[lttng-dev] [rp] [RFC] Userspace RCU library internal error handling

Thu Jun 21 15:28:24 EDT 2012

On Thu, Jun 21, 2012 at 03:03:06PM -0400, Mathieu Desnoyers wrote:
> * Josh Triplett (josh at joshtriplett.org) wrote:
> > On Thu, Jun 21, 2012 at 12:41:13PM -0400, Mathieu Desnoyers wrote:
> > > Currently, liburcu calls "exit(-1)" upon internal consistency error.
> > > This is not pretty, and usually frowned upon in libraries.
> > 
> > Agreed.
> > 
> > > One example of failure path where we use this is if pthread_mutex_lock()
> > > would happen to fail within synchronize_rcu(). Clearly, this should
> > > _never_ happen: it would typically be triggered only by memory
> > > corruption (or other terrible things like that). That being said, we
> > > clearly don't want to make "synchronize_rcu()" return errors like that
> > > to the application, because it would complexify the application error
> > > handling needlessly.
> > 
> > I think you can safely ignore any error conditions you know you can't
> > trigger.  pthread_mutex_lock can only return an error under two
> > conditions: an uninitialized mutex, or an error-checking mutex already
> > locked by the current thread.  Neither of those can happen in this case.
> > Given that, I'd suggest either calling pthread_mutex_lock and ignoring
> > any possibility of error, or adding an assert.
> > 
> > > So instead of calling exit(-1), one possibility would be to do something
> > > like this:
> > > 
> > > #include <signal.h>
> > > #include <pthread.h>
> > > #include <stdio.h>
> > > 
> > > #define urcu_die(fmt, ...)                      \
> > >         do {    \
> > >                 fprintf(stderr, fmt, ##__VA_ARGS__);    \
> > >                 (void) pthread_kill(pthread_self(), SIGBUS);    \
> > >         } while (0)
> > > 
> > > and call urcu_die(); in those "unrecoverable error" cases, instead of
> > > calling exit(-1).
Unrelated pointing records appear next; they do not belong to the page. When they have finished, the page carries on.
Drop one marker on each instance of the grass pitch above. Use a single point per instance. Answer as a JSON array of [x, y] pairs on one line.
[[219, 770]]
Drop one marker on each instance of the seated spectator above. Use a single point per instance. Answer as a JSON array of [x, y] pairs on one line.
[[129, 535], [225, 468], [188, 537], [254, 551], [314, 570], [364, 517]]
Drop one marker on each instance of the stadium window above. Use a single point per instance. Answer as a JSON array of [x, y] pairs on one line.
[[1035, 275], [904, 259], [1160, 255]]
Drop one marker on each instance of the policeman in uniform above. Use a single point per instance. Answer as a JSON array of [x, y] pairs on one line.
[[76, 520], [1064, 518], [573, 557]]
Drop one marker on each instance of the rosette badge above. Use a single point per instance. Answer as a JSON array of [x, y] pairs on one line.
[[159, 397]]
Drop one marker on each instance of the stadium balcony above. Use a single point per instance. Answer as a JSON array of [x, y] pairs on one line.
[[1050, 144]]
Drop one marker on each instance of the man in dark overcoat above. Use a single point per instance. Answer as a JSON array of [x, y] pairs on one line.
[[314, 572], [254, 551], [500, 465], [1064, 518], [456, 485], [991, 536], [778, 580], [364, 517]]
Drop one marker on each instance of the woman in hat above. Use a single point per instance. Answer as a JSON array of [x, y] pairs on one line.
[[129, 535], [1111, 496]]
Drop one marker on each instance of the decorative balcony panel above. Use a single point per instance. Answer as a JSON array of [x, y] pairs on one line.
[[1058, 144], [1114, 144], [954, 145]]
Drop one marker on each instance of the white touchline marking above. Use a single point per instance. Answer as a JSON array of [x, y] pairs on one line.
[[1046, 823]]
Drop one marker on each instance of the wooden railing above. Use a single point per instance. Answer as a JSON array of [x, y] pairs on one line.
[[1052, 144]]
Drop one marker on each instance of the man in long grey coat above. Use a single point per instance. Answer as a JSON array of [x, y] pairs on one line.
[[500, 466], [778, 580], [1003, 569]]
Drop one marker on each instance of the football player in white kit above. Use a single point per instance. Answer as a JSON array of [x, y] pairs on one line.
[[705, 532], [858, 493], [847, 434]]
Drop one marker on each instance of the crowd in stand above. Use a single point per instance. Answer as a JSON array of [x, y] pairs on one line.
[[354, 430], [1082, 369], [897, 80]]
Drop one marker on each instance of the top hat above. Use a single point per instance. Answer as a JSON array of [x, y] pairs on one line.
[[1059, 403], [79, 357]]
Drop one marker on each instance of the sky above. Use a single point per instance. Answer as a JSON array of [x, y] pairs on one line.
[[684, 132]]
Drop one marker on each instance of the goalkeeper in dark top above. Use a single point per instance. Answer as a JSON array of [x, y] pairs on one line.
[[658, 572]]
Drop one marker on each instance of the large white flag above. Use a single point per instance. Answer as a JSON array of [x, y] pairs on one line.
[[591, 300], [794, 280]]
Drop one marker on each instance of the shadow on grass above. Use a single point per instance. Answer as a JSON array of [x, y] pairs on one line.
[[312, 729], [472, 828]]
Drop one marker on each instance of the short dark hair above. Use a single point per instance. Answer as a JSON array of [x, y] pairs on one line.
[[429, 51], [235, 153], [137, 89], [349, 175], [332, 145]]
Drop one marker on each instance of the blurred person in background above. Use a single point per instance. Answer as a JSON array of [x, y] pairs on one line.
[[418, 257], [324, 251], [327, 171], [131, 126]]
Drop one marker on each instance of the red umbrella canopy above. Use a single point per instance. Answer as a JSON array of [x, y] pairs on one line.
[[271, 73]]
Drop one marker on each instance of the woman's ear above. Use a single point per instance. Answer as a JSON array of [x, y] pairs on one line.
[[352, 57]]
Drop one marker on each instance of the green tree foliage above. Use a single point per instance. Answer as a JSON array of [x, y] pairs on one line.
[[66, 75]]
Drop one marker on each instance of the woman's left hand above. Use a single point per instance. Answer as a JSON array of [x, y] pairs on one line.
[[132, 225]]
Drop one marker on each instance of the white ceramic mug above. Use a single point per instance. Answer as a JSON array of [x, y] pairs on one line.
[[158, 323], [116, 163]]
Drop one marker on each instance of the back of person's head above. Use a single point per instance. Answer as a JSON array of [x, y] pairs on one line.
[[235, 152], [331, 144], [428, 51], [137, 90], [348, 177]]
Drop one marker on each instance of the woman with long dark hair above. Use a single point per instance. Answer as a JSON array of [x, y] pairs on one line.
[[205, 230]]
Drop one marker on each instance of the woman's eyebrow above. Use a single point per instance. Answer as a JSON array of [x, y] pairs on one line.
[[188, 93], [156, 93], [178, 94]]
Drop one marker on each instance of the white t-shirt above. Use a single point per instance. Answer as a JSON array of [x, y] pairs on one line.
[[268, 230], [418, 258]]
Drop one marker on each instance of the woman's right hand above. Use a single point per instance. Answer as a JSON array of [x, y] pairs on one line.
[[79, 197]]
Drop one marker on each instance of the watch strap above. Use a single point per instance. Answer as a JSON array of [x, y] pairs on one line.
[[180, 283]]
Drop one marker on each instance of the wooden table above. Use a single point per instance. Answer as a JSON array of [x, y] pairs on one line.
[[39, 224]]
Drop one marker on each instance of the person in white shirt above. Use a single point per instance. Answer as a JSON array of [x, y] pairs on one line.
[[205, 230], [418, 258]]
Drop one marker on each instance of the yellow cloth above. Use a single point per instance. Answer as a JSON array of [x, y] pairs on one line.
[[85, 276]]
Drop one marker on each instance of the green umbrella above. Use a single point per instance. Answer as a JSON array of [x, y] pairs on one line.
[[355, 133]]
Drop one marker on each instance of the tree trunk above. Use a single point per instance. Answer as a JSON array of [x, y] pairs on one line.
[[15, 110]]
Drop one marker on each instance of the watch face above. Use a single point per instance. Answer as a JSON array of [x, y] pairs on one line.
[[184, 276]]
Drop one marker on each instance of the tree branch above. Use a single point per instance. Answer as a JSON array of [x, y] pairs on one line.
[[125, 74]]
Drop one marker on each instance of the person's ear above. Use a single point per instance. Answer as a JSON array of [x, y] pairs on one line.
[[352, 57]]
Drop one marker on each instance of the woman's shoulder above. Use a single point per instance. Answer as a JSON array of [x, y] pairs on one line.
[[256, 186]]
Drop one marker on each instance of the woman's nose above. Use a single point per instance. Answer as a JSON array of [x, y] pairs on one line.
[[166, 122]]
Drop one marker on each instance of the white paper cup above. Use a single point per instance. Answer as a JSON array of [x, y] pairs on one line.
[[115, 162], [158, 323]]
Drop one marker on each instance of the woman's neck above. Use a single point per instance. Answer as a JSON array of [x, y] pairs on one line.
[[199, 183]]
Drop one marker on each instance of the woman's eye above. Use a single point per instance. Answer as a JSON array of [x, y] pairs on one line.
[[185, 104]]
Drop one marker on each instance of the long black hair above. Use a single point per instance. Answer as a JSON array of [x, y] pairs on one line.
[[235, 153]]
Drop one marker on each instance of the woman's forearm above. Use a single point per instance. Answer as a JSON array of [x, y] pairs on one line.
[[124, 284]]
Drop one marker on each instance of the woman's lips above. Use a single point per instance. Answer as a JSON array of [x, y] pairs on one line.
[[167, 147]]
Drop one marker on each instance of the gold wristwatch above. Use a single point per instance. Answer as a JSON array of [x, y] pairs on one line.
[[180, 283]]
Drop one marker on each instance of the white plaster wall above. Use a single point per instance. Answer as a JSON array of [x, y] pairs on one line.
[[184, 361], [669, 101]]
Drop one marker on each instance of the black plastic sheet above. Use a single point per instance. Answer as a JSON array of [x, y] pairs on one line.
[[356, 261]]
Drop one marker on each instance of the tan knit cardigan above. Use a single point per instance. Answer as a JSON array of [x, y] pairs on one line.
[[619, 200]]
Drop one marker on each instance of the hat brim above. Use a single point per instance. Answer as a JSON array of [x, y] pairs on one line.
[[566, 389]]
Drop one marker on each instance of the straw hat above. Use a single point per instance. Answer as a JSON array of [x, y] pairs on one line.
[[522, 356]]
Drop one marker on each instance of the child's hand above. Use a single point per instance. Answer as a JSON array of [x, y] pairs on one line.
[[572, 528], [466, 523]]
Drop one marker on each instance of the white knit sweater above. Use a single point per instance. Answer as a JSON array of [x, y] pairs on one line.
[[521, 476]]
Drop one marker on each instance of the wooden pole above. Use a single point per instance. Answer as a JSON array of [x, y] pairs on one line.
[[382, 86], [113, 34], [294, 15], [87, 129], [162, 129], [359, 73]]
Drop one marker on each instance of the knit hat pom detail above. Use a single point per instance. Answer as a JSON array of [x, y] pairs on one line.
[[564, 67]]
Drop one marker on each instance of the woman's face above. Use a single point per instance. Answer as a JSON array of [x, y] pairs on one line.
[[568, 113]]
Therefore, if an application chooses to trap those
> > > signals, it can, which is otherwise not possible with a direct call to
> > > exit().
> > 
> > It looks like you want to use signals as a kind of exception mechanism,
> > to allow the application to clean up (though not to recover).  assert
> > seems much clearer to me for "this can't happen" cases, and assert also
> > generates a signal that the application can catch and clean up.
> 
> Within discussions with other LTTng developers, we considered the the
> assert, but the thought that this case might be silently ignored on
> production systems (which compile with assertions disabled) makes me
> uncomfortable. This is why I would prefer a SIGBUS to an assertion.
> 
> Using assert() would be similar to turning the Linux kernel BUG_ON()
> mechanism into no-ops on production systems because "it should never
> happen" (tm) ;-)

Just don't define NDEBUG then. :)

- Josh Triplett